When Philip of Macedon was told that a certain city was impregnable, "Is there not a pathway to it," he asked, "wide enough for an ass laden with gold!"
      - [Traitor]

When two discourse, if the one's anger rise,
  The man who lets the contest fall is wise.
      - [Contention]

Whenever anything is spoken against you that is not true, do not pass by or despise it because it is false; but forthwith examine yourself, and consider what you have said or done that may administer a just occasion of reproof.
      - [Reproof]

Wickedness is a wonderfully diligent architect of misery, of shame, accompanied with terror, and commotion, and remorse, and endless perturbation.
      - [Wickedness]

Wisdom is neither gold, nor silver, nor fame, nor wealth, nor health, nor strength, nor beauty.
      - [Wisdom]

Sacrifice to the Muses.
      - Banquet of the Seven Wise Men [Sacrifice]
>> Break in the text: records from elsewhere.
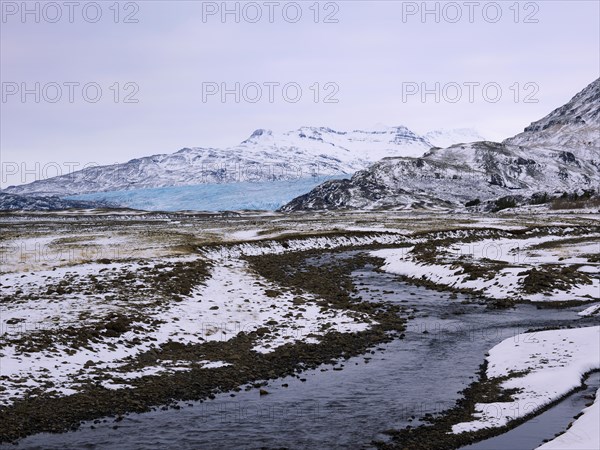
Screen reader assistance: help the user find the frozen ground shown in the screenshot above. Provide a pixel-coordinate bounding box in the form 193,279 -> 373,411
452,326 -> 600,433
537,384 -> 600,450
0,211 -> 600,442
372,228 -> 600,302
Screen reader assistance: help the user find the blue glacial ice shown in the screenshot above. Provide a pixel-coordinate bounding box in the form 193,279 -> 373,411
65,175 -> 349,211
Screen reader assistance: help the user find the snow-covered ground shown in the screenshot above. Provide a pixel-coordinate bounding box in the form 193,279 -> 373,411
371,234 -> 600,302
0,250 -> 371,405
452,326 -> 600,433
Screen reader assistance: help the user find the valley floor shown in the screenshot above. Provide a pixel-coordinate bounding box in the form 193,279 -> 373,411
0,211 -> 600,448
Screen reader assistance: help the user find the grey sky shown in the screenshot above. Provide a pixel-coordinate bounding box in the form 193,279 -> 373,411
0,1 -> 600,187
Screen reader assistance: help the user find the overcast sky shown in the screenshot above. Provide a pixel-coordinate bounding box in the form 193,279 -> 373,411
0,1 -> 600,187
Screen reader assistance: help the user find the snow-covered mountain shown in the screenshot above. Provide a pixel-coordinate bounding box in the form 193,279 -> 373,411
282,79 -> 600,211
4,126 -> 480,197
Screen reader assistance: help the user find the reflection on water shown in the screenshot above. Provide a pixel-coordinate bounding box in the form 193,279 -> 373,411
8,256 -> 596,450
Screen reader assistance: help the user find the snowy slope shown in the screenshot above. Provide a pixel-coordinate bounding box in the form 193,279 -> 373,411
4,126 -> 477,196
283,79 -> 600,211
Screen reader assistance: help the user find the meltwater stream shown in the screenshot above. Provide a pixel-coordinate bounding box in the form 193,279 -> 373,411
12,253 -> 595,450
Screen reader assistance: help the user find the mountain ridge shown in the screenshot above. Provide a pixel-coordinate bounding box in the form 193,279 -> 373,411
280,79 -> 600,212
0,125 -> 479,196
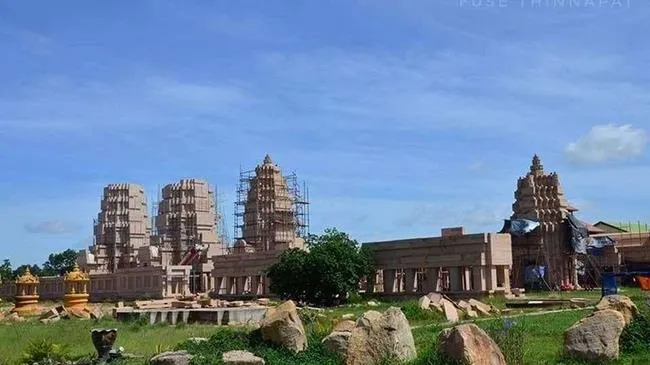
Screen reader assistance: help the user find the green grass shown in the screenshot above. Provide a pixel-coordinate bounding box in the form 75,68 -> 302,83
0,288 -> 650,365
0,320 -> 216,365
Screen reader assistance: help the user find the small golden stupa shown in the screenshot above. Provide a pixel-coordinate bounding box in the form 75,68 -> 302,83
63,262 -> 90,309
11,267 -> 40,314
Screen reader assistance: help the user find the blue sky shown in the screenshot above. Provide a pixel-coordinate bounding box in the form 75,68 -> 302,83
0,0 -> 650,264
When the candles are out all women are fair.
      - Conjugal Precepts [Beauty]

Socrates thought that if all our misfortunes were laid in one common heap, whence every one must take an equal portion, most persons would be contented to take their own and depart.
      - Consolation to Apollonius [Misfortune]
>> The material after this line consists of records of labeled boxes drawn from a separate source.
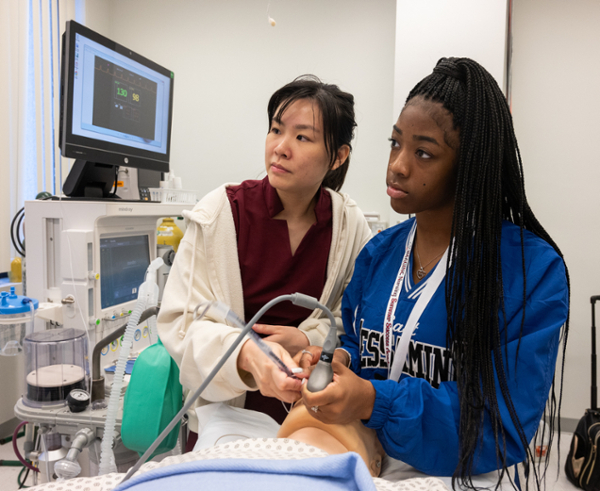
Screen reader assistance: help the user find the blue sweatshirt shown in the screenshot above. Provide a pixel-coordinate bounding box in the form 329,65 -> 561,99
342,219 -> 569,476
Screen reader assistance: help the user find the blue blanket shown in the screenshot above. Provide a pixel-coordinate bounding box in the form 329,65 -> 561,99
114,452 -> 376,491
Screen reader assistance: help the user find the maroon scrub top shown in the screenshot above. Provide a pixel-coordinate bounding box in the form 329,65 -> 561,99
227,177 -> 332,424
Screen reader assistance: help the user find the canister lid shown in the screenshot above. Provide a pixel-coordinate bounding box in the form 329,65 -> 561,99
0,286 -> 39,315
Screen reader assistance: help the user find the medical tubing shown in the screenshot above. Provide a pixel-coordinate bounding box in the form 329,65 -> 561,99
98,258 -> 163,476
12,421 -> 40,472
121,293 -> 330,483
41,431 -> 52,482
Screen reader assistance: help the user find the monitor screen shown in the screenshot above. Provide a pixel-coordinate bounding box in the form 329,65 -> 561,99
60,21 -> 174,172
100,235 -> 150,310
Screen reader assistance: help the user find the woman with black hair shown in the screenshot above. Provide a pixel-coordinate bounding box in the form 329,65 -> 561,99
297,58 -> 569,487
158,76 -> 371,442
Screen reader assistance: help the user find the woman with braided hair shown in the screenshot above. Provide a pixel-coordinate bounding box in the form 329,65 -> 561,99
297,58 -> 569,487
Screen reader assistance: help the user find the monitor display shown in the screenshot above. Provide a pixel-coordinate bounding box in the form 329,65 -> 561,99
59,21 -> 174,184
100,235 -> 150,310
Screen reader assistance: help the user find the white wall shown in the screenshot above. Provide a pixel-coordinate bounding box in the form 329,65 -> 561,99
388,0 -> 507,224
512,0 -> 600,419
86,0 -> 396,217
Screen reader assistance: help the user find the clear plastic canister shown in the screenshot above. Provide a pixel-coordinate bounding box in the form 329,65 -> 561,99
0,286 -> 38,356
23,328 -> 90,407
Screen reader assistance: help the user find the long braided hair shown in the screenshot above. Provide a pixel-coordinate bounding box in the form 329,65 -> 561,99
407,58 -> 570,488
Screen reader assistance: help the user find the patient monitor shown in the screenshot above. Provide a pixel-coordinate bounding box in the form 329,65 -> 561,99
25,200 -> 193,349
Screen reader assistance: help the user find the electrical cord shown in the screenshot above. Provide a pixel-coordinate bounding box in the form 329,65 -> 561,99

My personal attendant does not think so much of these things as I do.
      - De Iside (ch. XXIV) [Heroes]

I have heard that Tiberius used to say that that man was ridiculous, who after sixth years, appealed to a physician.
      - De Sanitate tuenda (vol. II) [Medicine]
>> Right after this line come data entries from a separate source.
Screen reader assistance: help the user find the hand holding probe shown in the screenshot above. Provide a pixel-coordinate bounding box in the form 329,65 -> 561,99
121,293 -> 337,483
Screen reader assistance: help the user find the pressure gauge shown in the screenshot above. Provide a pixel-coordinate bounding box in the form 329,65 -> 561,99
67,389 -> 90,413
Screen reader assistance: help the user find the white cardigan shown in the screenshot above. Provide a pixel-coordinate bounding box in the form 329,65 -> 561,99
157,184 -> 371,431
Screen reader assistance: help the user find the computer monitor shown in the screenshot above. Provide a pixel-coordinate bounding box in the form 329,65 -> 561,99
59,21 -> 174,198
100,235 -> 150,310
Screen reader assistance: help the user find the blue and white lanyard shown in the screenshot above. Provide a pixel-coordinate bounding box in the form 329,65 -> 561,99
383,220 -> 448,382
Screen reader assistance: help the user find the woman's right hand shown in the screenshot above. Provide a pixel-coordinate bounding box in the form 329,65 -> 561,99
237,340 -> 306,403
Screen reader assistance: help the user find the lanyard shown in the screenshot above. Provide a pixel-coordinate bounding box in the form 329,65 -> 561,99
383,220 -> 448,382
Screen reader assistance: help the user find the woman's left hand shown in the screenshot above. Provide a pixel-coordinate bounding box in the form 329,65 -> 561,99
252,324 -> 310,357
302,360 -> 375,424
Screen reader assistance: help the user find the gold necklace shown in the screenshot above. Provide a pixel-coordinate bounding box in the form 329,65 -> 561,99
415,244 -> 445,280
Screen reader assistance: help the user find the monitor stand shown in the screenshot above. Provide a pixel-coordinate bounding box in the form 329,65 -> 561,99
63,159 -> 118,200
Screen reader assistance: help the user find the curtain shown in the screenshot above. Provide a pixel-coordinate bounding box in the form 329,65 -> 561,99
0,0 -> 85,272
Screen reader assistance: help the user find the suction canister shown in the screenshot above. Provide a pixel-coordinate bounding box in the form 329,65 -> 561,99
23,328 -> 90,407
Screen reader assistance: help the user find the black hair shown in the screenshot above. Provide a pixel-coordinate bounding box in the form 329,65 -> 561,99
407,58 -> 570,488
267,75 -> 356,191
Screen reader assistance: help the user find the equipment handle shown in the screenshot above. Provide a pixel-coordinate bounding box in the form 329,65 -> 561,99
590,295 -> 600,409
Themistocles told the Adrians that he brought two gods with him, Persuasion and Force. They replied: "We also, have two gods on our side, Poverty and Despair."
      - Herodotus [Gods]

A Locanian having plucked all the feathers off from a nightingale and seeing what a little body it had, "surely," quoth he, "thou art all voice and nothing else." (Vox et praeterea nibil.)
      - Laconic Apothegms,
        credited to Lacon "Incert. XIII" by Lipsius
        [Voice]

A Traveller at Sparta, standing long upon one leg, said to a Lacedaemonian, "I do not believe you can do as much." "True," said he. "but every goose can."
      - Laconic Apothegms--Remarkable Speeches of Some Obscure Men
        [Ability]

Abstruse questions must have abstruse answers.
      - Life of Alexander [Speech]

O man! whosoever thou art, and whensoever thou comest, for come I know thou wilt, I am Cyrus, founder of the Persian empire. Envy me not the little earth that covers my body.
      - Life of Alexander--Epitaph of Cyrus
        [Epitaphs]

Passing the Rubicon.
      - Life of Caesar,
        said of Caesar who, when advancing against Pompey, arrived at the Rubicon, which divides Cisalpine Gaul from the rest of Italy, and stated "The die is cast." ("Jacta alea est.")
        [Proverbial Phrases : War]

"Thou shalt see me at Phillipi," was the remark of the spectre which appeared to Brutus in his tent at Abydos [B.C. 42]." Brutus answered boldly: "I will meet thee there." At Phillip the spectre reappeared, and Brutus, after being defeated, died upon his own sword.
      - Life of Caesar--Life of Marcus Brutus
        [Fate]

The richest soil, if uncultivated, produces the rankest weeds.
      - Life of Caius Marcus Coriolanus [Weeds]

He [Cato] used to say that in all his life he never repented but of three things. The first was that he had trusted a woman with a secret; the second that he had gone by sea when he might have gone by land; and the third, that had passed one day without having a will by him.